New Delhi, June 4, 2022: The Delhi High Court has observed that the exception stated under Section 22(2) of the Apprentices Act, 1961 would be applicable in cases where the employer has explicitly incorporated a mandatory condition in the apprentice contract, as per which the apprentice would be required to serve the employer after the successful completion of the training.
Observing that merely because at one stage, the respondent company thought that it would be beneficial to absorb these apprentices, cannot be construed as any estoppel against the respondents from taking a plea that they do not now deem it appropriate at this stage to either absorb the apprentices, the Single Bench of Justice Rekha Palli dismissed the petition instituted by the petitioners.
The facts relevant for perusal of the present petition were that an advertisement was issued by the second respondent for recruitment of 150 accounts apprentices . Consequently, the petitioners applied for the said post and were selected for the same in the interview process.
Thereafter, the apprentices received the extension of their apprenticeship period for a period of six months. The extension letter specified that the said extension was final, apprehending the same, the petitioners submitted representations to the respondents seeking their absorption as Administrative Officer. However, no steps were taken by the respondent, thus to question the same, the petitioners approached the present Court.
After considering the submissions of the parties at length , the Court first and foremost took into consideration Section 22 of the Apprentices Act,1961 on the foundation of which the petitioners presented their case. On a simple reading of the aforesaid Section, the Court opined that Section 22 (1) gives the employer the freedom to formulate its policy for recruitment of apprentices and therefore, there is generally no obligation on an employer to absorb the apprentices. However, Section 22(2) makes an exception and deals with a situation where the apprenticeship contract incorporates a condition making it mandatory for the apprentices to serve the employer after the successful completion of the training; in such a situation, there is indeed an obligation on the employer to offer suitable employment to the apprentice after the completion of the apprenticeship period.
Thus, the question for consideration before this Court was whether there was any such condition in the contract between the parties, which would fall within the ambit of Section 22(2) of the Act. In view of the same, the Court noted that the petitioners contended that both the advertisement and the letter had the above stated condition attached; however, the respondents denied the same. Thus, to reach a conclusion, the Court deemed it fit to refer to relevant extracts of the appointment letter, the advertisement, service conditions and the apprentice bond.

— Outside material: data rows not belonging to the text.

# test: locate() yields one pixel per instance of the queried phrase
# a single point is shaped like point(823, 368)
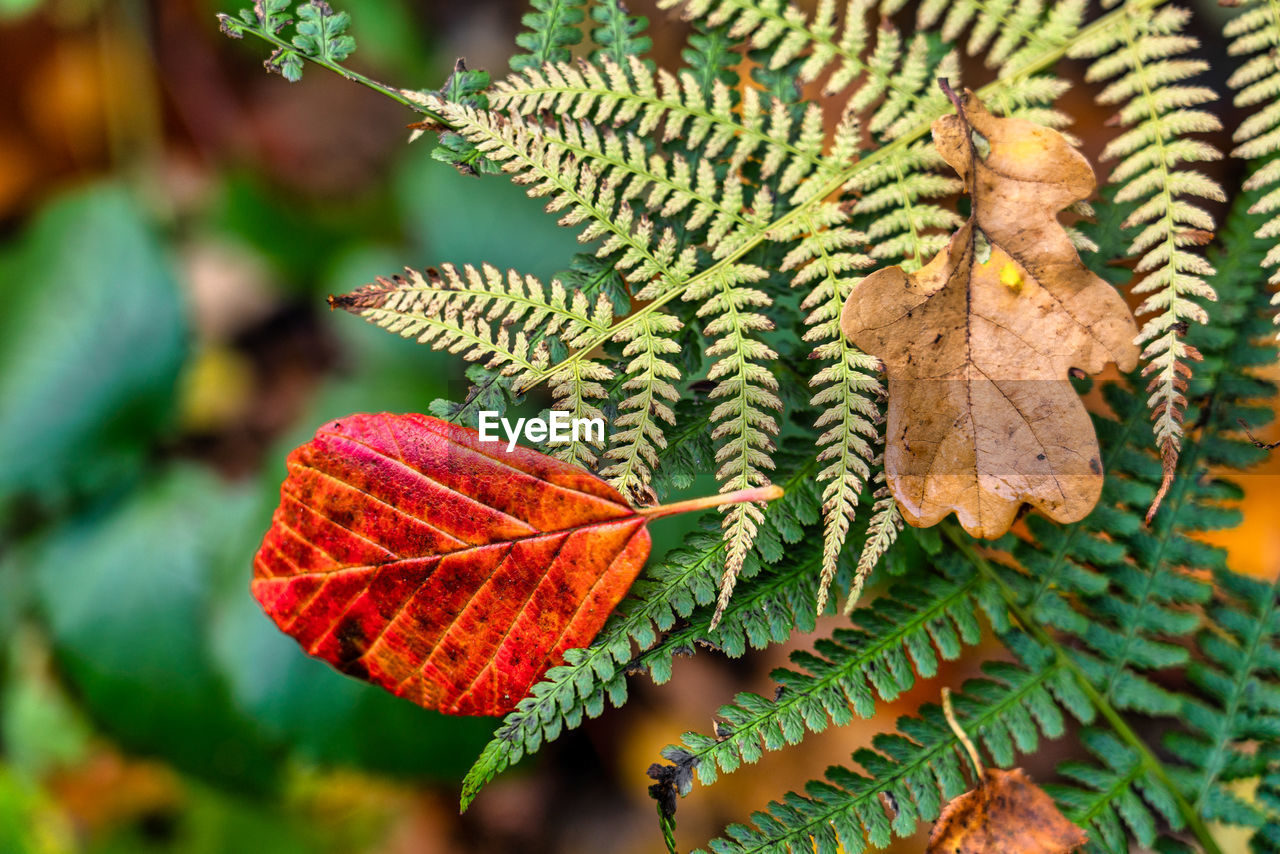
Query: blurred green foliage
point(124, 561)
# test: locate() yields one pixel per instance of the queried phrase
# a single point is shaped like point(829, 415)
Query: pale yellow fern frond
point(1143, 59)
point(502, 319)
point(1255, 32)
point(846, 386)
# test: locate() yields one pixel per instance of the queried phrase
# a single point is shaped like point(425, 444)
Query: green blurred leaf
point(91, 342)
point(12, 9)
point(40, 729)
point(28, 822)
point(126, 596)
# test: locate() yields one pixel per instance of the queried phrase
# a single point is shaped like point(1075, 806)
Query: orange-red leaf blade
point(446, 570)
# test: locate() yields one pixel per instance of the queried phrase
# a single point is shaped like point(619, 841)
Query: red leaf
point(446, 570)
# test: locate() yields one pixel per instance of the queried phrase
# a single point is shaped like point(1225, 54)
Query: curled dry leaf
point(1006, 814)
point(979, 341)
point(448, 571)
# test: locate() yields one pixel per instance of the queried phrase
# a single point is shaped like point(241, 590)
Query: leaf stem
point(238, 27)
point(1194, 822)
point(736, 497)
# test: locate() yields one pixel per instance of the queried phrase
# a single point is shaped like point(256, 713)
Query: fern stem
point(1194, 822)
point(355, 77)
point(707, 502)
point(841, 178)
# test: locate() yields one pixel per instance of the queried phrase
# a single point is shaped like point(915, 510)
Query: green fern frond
point(645, 100)
point(1143, 59)
point(882, 531)
point(904, 633)
point(745, 392)
point(618, 33)
point(712, 56)
point(668, 590)
point(1255, 32)
point(552, 28)
point(913, 772)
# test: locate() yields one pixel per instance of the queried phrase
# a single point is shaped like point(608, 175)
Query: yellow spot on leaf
point(1011, 278)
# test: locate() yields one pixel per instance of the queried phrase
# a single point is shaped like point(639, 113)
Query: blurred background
point(170, 222)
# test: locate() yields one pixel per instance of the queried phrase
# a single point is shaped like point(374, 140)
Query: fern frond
point(650, 393)
point(1239, 685)
point(746, 393)
point(905, 631)
point(483, 314)
point(684, 580)
point(617, 33)
point(846, 386)
point(712, 55)
point(882, 531)
point(1255, 32)
point(1143, 56)
point(822, 41)
point(913, 772)
point(644, 100)
point(552, 28)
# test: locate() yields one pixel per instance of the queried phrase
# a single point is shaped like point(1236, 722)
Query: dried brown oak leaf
point(979, 341)
point(1006, 814)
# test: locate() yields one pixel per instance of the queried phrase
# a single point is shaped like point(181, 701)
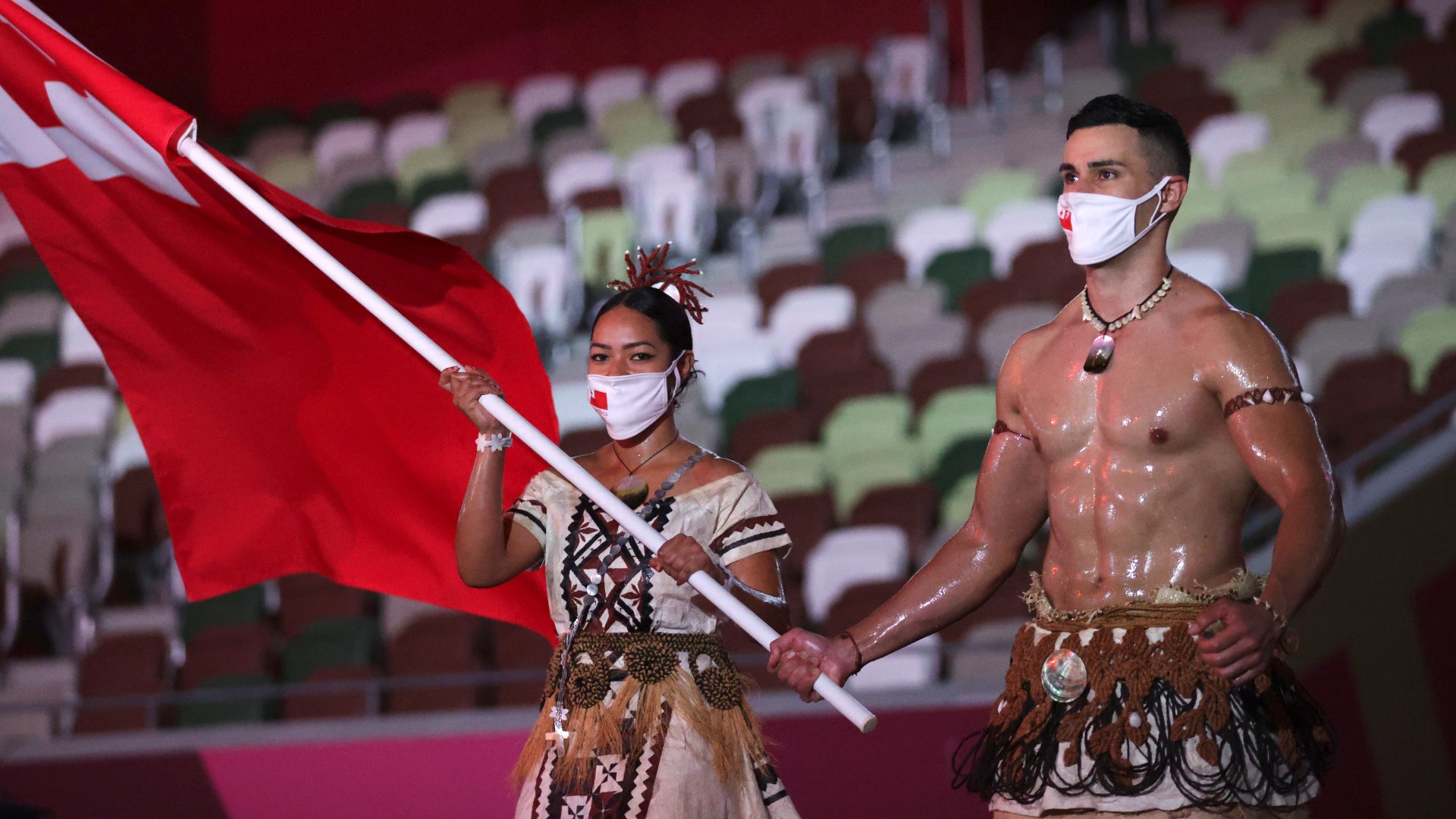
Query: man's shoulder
point(1225, 337)
point(1031, 341)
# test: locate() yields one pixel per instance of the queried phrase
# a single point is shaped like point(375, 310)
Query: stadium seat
point(1427, 337)
point(849, 557)
point(799, 468)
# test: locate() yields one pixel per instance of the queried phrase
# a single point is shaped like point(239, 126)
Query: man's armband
point(1266, 395)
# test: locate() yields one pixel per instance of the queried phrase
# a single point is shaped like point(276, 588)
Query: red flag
point(289, 430)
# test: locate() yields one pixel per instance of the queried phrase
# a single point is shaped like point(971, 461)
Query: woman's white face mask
point(631, 404)
point(1100, 226)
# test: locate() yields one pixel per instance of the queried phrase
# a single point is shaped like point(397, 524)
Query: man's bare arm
point(1280, 447)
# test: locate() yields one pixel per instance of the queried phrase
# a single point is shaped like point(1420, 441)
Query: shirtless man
point(1150, 679)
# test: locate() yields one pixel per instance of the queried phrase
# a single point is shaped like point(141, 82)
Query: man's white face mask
point(631, 404)
point(1100, 226)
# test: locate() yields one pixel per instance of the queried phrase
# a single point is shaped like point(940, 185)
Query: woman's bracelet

After pursuing the above mentioned set of documents, the Court observed that there was no clause mentioned in the advertisement that the petitioners would be absorbed as Scale 1 officers after completing their apprenticeship period. On the contrary, the last para of the service conditions set out in the advertisement, clearly stated that it was not obligatory on the part of the respondent company to offer any employment to any apprentice after completion of their apprenticeship. The respondent company had, in fact, clearly reserved its right to decide whether to absorb any suitable candidate as Scale I Officer, the Court noted. Similarly, the clause relating to the apprenticeship bond was referred to wherein a bond limited to the period of apprenticeship which was initially fixed as two years, though with a provision for extension at the discretion of the respondents was vividly mentioned.
With respect to the appointment letters, the Court concluded that there was nothing stated in the appointment letter, favoring the contention of the petitioners. Indeed clause 3 of the appointment letter specified a bond period of only one year.
Next with respect to the plea of the petitioners that that once the the Chairman-cumManaging Director through his letter dated June 3, 2021 issued to the Department of Financial Services, Ministry of Finance, written with the approval of the Board, sought permission for absorption of the accounts apprentices in the cadre of Scale 1 officers, the Court observed that the mere fact that at one stage, the respondent company thought that it would be beneficial to absorb these apprentices, cannot be construed as any estoppel against the respondents from taking a plea that they do not now deem it appropriate at this stage to either absorb the apprentices.
Further the Court dealt with the contention of discrimination of the petitioners with the actuarial apprentices. On the same, the Court opined that the same was not acceptable on two grounds: firstly, as stated by the respondents there was no acute shortage of trained actuarial personnel as compared to accounts personnel, secondly and more importantly, the Court stated it is not as if there was any bar in law, which would prevent an employer from absorbing any category of apprentices as it deems fit. The respondents had explained that, keeping in view the shortage of trained actuarial apprentice personnel, a considered decision has been taken to absorb the Actuarial Apprentices engaged by the respondent company.
However, keeping in view the availability of sufficient numbers of trained accounts personnel, no such decision to absorb the Accounts Apprentices was deemed appropriate. This certainly cannot be said to be discriminatory or arbitrary, the Court remarked. In light of the aforesaid observations, the Court writ petition was dismissed on account of being meritless.